I'll tell that to the places I frequent in Memphis and here in Fayetteville.
 

PhotoDave219

Well-Known Member
Wanna know why the Virgin megastore died?

vinyl is dead, magnetic tape is dead, CD's/DVD's? on the way out.
digital downloads put that Whole giant volume of that building inside of an ATM.

Vinyl is nowhere near dead. Collectors pay top dollar for old Disney Records - Like the Jungle Cruise record w/ 24-page gatefold.
 

dstrawn9889

Well-Known Member
an increase from near nothing, is still only a small percentage ~1.09 percent(3.9 million out of 357 million) versus digital sales. i still say that most companies can not subsist on sales of vinyl alone
 

Next Big Thing

Well-Known Member
Seeing as this sounds to be Sea Food, it may well replace Fultons. If not then it will have to go in The Town Center as The Landing is out of room.

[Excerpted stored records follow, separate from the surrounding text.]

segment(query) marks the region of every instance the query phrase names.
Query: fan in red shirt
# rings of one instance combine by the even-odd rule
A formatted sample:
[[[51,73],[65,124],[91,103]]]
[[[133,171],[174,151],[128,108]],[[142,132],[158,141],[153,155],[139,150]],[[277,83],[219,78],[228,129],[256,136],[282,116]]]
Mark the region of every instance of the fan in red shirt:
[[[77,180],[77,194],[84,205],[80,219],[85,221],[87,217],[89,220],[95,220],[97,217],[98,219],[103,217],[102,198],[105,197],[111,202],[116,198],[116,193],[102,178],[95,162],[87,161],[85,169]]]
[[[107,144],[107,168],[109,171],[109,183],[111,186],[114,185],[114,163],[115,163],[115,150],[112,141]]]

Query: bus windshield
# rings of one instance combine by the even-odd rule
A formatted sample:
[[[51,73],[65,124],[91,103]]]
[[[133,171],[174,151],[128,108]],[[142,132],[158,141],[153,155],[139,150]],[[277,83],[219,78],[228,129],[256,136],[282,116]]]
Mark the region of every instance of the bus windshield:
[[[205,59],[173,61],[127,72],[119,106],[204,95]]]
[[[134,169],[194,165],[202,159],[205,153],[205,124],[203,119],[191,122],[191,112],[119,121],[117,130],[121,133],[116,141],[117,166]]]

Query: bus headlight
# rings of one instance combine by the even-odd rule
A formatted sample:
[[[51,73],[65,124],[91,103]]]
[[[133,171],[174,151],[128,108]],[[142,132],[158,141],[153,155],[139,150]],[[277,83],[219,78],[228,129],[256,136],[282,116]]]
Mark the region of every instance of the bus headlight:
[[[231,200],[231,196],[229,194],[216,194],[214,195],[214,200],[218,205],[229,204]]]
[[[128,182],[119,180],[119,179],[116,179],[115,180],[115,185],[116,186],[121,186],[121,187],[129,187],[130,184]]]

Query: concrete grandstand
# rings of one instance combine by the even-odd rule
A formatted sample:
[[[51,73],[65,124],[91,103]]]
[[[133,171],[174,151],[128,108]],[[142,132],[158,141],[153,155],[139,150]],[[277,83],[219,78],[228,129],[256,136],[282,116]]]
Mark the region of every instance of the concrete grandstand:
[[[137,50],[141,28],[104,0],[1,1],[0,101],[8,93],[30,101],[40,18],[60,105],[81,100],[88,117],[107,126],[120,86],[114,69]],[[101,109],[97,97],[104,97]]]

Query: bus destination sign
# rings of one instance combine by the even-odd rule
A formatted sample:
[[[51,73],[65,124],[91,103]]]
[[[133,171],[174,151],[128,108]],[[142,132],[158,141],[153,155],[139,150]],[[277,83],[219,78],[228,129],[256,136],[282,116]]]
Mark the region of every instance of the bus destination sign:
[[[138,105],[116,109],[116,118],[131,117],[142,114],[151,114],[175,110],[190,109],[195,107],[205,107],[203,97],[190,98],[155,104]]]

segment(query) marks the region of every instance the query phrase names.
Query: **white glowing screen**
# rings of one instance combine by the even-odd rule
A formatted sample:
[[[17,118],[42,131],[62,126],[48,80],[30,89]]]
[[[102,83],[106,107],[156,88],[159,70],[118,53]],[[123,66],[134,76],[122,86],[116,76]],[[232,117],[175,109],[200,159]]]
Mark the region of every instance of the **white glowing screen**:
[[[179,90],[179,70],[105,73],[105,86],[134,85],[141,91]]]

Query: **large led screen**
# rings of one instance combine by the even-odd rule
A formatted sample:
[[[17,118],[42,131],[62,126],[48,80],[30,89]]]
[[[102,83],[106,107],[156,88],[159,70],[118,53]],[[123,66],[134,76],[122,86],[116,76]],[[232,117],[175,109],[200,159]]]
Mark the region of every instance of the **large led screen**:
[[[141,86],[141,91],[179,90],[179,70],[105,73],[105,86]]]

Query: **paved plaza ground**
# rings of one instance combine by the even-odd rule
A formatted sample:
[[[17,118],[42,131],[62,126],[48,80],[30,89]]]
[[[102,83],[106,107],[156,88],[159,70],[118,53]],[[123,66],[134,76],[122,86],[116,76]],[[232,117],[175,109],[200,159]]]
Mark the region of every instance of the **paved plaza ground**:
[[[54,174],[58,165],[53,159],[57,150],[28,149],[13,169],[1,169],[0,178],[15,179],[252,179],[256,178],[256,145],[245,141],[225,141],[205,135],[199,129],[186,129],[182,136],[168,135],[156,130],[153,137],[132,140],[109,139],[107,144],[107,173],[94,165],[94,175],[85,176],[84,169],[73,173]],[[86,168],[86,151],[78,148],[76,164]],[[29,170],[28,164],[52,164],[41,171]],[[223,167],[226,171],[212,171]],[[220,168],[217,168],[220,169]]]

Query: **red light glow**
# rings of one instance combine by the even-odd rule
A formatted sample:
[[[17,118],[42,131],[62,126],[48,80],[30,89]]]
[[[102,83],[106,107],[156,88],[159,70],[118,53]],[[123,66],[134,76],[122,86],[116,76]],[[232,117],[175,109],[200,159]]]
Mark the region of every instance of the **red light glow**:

Also, just for fun, it's worth nothing that Art Smith did the Culinary DCP back in the day, working at Magic Kingdom.
 

Calmdownnow

Well-Known Member
Seeing as this sounds to be Sea Food, it may well replace Fultons. If not then it will have to go in The Town Center as The Landing is out of room.

Also, just for fun, it's worth nothing that Art Smith did the Culinary DCP back in the day, working at Magic Kingdom.

Save pleasure island blog shows concept art for a waterside restaurant on the town centre side.